Florida braces as Hurricane Elsa gets nearer to coast

Florida is bracing for Elsa, which regained hurricane strength Tuesday night, and its expected landfall Wednesday morning, forecasters said.

The hurricane could dump as much as 9 inches of rain and cause flooding, and officials are warning of a possible life-threatening storm surge.

The Category 1 hurricane with maximum sustained winds of 75 mph was moving north “just offshore” the Tampa Bay area around 11 p.m. Tuesday, the National Hurricane Center said. It was around 65 miles southwest of Tampa and moving at 14 mph.

Officials in Tampa on Tuesday night urged residents to stay off the roads. “You don’t need to be out, do not go out,” Mayor Jane Catsor said earlier Tuesday. “We’re going to have a lot of rain, a lot of wind.”

In New Port Richey, northwest of Tampa, Derek Watkinson put storm shutters on his home Tuesday.

“With Mother Nature, anything can happen,” Watkinson told NBC affiliate WFLA. “So, I’m just going to go with the flow and a ‘better safe than sorry’ kind of thing.”

On Tuesday night, hurricane-force winds extended up to 25 miles from the storm’s center, but tropical-storm-force winds reached 80 miles from the center, forecasters said.

“It’s a compact storm, but that compact storm packs a punch,” said Ken Graham, director of the National Hurricane Center.

Hurricane warnings were in effect from Tampa Bay and north to the Steinhatchee River in the state’s Big Bend region. Storm surge warnings covered a stretch of the coast from south of Fort Myers to the Aucilla River southeast of Tallahassee.

The storm is expected to make landfall along the north Florida Gulf coast Wednesday morning before moving into Georgia and North Carolina on its way northeast.

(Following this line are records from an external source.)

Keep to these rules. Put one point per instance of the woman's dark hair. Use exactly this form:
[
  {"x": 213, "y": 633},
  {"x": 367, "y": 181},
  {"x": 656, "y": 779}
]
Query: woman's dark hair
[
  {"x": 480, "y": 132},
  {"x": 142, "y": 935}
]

In addition to the watches and warnings in Florida, a tropical storm warning was in place for the coasts of Georgia and South Carolina, and watches extended to North Carolina.

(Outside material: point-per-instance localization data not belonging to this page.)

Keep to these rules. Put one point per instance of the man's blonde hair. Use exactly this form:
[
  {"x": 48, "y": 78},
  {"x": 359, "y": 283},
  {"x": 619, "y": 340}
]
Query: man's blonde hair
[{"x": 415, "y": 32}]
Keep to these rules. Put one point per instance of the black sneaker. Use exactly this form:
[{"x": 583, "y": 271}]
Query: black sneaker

Georgia Gov. Brian Kemp issued a state of emergency for parts of his state Tuesday to allow for aid, and Florida had declared an emergency ahead of the storm.

Utility company Duke Energy said it had 3,000 personnel staged in western and northern Florida to respond to power outages and crews had been brought in from other states.

Tampa International Airport suspended commercial service at 5 p.m. Tuesday but expected to reopen Wednesday morning. Sarasota recorded a 54 mph gust at its airport Tuesday night, the city said.

Determined visitors head for Sloppy Joe’s Bar while crossing a flooded Duval Street as heavy winds and rain pass over Key West, Fla., on July 6, 2021.Rob O’Neal / AP

Elsa lashed the Florida Keys with tropical-storm-force winds Tuesday. Key West International Airport recorded a gust of almost 60 mph, the National Weather Service said.

The storm is the first hurricane of the Atlantic hurricane season, which began June 1 and lasts through November.

Elsa is blamed from the death of one person on St. Lucia and of two in the Dominican Republic, The Associated Press reported.